Per la sua prima mostra in Italia, Youssef Nabil (nato al Cairo nel 1972 e attualmente residente tra Parigi e New York) propone una serie di cinquanta opere circa (stampe fotografiche alla gelatina d’argento ritoccate ad acquarello) realizzate tra il 1992 e il 2007. Ritratti, abiti, oggetti e soprattutto autoritratti compongono, come tessere di un mosaico, una sorta di diario del giovane artista.
Youssef Nabil sembra intento ad appropriarsi della vita e del suo ‘lapsus’, la morte, attraverso lo scatto fotografico, colorando in seguito a mano le sue immagini in bianco e nero. La sua ispirazione sono le fotografie di scena dei film egiziani della sua infanzia.
Quest’approccio artigianale, questo passo tecnico all’indietro rispetto alle consuetudini postmoderne delle perfette manipolazioni digitali, può risultare nostalgico, ma dà invece l’idea di essere calcolato per farci entrare consapevolmente nel suo regno del gioco, nell’anarchia del sogno a occhi aperti. Nonostante il titolo della mostra, il lavoro di Nabil ci indica come le favole di immortalità siano “cucite con il filo bianco”.
Nella serie dei ritratti ritroviamo volti noti non solo del cinema, ma anche del mondo dell’arte, della musica, dell’architettura, della letteratura come Naghib Mahfuz, Shirin Neshat, Marina Abramovic, Zaha Hadid, Gilbert & George, David Lynch e Tracey Emin.

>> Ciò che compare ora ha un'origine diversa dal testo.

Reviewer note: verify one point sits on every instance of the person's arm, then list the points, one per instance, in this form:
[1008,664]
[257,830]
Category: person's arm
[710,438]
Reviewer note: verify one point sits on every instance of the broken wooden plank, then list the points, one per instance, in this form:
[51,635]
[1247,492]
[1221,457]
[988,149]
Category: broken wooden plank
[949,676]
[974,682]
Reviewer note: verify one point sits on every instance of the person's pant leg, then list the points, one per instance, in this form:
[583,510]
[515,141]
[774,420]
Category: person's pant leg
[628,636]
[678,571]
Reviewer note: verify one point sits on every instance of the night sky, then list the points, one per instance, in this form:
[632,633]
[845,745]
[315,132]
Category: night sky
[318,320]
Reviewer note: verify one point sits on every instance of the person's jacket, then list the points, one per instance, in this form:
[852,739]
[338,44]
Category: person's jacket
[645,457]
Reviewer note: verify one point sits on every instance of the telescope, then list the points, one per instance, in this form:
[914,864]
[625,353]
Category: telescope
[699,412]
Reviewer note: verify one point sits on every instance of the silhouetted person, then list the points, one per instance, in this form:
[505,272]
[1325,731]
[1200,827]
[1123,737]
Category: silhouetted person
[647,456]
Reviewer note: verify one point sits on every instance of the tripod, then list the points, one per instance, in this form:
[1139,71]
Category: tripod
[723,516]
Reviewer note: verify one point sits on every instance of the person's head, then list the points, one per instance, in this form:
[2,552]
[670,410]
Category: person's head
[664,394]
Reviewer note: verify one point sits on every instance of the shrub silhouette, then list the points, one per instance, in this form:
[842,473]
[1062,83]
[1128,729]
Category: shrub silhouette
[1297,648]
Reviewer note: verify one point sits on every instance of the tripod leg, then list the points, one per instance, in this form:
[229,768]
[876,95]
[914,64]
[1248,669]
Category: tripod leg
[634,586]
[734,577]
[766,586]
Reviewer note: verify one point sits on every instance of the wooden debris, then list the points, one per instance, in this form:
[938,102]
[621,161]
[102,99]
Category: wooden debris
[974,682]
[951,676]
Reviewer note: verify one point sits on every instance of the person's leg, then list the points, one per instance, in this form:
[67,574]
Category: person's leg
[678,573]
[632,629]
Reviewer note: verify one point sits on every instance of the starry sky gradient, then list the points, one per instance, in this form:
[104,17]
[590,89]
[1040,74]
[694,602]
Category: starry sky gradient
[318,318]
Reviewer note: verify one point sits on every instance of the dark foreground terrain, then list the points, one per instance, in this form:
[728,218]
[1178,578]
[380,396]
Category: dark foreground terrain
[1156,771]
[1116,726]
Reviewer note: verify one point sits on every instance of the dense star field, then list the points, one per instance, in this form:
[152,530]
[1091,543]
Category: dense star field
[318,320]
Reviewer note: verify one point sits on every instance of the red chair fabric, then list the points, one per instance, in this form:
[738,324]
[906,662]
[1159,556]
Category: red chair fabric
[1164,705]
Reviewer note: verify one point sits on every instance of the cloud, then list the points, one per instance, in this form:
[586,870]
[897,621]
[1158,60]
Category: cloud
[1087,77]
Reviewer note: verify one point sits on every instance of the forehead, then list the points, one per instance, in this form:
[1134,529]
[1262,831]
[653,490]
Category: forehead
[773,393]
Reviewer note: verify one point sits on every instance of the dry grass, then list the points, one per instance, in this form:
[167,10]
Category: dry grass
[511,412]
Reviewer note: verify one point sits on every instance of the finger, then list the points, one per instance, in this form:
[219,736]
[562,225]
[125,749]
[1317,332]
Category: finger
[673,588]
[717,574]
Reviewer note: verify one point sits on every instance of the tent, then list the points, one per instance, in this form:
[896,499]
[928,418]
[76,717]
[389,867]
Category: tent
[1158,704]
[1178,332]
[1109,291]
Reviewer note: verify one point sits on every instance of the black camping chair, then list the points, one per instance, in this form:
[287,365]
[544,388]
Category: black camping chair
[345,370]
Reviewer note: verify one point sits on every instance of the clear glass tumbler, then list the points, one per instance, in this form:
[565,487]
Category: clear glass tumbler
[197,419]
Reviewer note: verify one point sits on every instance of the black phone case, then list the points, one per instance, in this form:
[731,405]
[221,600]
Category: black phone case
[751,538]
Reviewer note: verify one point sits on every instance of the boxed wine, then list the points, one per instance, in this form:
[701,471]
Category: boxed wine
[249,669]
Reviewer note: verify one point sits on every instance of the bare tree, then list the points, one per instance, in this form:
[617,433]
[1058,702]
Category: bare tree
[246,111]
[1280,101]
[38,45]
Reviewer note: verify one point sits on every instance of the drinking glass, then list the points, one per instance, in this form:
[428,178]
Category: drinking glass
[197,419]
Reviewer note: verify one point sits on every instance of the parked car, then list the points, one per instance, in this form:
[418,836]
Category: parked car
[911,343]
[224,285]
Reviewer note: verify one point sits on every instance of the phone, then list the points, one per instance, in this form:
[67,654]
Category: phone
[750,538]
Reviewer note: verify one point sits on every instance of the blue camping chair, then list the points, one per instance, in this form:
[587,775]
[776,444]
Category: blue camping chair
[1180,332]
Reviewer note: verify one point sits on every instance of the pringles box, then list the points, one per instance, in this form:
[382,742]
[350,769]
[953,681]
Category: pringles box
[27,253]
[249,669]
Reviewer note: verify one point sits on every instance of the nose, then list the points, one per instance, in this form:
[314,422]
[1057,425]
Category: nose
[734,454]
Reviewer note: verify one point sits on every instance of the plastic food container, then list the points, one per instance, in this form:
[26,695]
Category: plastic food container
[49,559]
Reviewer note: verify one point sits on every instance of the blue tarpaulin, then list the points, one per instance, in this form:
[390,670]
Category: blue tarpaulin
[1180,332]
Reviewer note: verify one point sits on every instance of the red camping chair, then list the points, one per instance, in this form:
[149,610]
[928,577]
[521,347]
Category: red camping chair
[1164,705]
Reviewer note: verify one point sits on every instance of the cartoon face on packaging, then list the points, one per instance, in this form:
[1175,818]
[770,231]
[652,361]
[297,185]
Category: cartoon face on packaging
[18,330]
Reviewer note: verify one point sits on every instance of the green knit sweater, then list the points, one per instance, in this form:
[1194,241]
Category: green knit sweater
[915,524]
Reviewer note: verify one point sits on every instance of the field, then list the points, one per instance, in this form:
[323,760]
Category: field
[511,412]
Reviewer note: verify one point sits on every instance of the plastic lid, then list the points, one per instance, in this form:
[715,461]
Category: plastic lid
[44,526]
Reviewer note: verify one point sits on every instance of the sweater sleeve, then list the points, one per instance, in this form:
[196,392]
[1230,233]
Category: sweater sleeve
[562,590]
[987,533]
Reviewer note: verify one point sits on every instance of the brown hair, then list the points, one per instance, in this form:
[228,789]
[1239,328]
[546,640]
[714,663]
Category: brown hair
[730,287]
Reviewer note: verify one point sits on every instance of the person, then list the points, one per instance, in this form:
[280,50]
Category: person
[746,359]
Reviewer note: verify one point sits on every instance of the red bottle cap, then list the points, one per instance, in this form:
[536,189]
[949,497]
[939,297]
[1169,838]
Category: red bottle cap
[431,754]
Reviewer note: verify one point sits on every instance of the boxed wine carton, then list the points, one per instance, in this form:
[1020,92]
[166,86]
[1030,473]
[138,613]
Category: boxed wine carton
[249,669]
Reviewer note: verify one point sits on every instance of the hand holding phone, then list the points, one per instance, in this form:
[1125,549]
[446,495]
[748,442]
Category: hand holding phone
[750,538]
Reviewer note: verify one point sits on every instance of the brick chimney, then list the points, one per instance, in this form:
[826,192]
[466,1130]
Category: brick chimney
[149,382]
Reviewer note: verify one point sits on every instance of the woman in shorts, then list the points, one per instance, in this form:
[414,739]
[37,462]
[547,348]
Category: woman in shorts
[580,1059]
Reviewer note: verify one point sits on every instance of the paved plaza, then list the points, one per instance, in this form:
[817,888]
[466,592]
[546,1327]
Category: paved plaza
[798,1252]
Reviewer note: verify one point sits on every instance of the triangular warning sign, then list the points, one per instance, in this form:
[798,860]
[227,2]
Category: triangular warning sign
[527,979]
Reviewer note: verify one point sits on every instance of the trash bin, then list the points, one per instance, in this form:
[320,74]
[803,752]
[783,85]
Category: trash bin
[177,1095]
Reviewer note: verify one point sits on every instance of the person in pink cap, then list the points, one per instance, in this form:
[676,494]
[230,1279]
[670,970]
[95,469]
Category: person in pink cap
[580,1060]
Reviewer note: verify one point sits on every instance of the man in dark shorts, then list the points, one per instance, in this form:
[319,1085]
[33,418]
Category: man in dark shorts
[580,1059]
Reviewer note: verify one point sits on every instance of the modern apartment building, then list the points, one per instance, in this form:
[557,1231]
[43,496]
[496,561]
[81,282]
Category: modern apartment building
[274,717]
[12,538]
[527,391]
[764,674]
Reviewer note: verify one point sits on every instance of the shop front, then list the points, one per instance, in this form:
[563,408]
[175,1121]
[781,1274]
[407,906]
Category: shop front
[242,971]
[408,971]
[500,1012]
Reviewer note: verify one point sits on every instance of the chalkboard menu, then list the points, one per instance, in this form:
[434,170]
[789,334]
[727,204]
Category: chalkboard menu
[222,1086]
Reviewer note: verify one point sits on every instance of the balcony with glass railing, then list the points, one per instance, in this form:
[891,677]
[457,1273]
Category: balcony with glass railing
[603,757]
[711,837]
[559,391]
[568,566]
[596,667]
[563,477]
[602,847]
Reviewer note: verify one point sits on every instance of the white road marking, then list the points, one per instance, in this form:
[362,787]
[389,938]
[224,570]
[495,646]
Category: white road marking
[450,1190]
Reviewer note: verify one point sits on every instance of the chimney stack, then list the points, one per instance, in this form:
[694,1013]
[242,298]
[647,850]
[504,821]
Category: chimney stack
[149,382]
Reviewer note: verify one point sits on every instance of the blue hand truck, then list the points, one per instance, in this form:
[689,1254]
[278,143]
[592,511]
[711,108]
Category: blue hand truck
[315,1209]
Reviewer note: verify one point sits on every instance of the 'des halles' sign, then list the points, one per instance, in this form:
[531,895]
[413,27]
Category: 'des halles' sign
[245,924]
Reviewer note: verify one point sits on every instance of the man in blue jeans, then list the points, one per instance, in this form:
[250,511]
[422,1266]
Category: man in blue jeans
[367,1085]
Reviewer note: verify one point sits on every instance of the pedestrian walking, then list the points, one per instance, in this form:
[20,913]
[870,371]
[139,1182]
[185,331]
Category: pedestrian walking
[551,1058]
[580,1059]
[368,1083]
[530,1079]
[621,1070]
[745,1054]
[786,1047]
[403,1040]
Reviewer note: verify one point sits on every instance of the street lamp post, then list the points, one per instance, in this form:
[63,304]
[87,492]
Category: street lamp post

Con gli autoritratti, la mostra presenta un altro tema centrale nell’opera di Nabil. Un autoritratto inteso come possibilità di guardare se stessi agire nel mondo, ma non solo. Nella varietà dei paesaggi che fanno da sfondo (Beverly Hills, Hollywood, Parigi, Los Angeles, Firenze, Madrid, la Sardegna…) si percepisce la riflessione sul senso di una vita dislocata, che crea una condizione di smarrimento ed estraneità, ma che è allo stesso tempo necessaria per l’artista.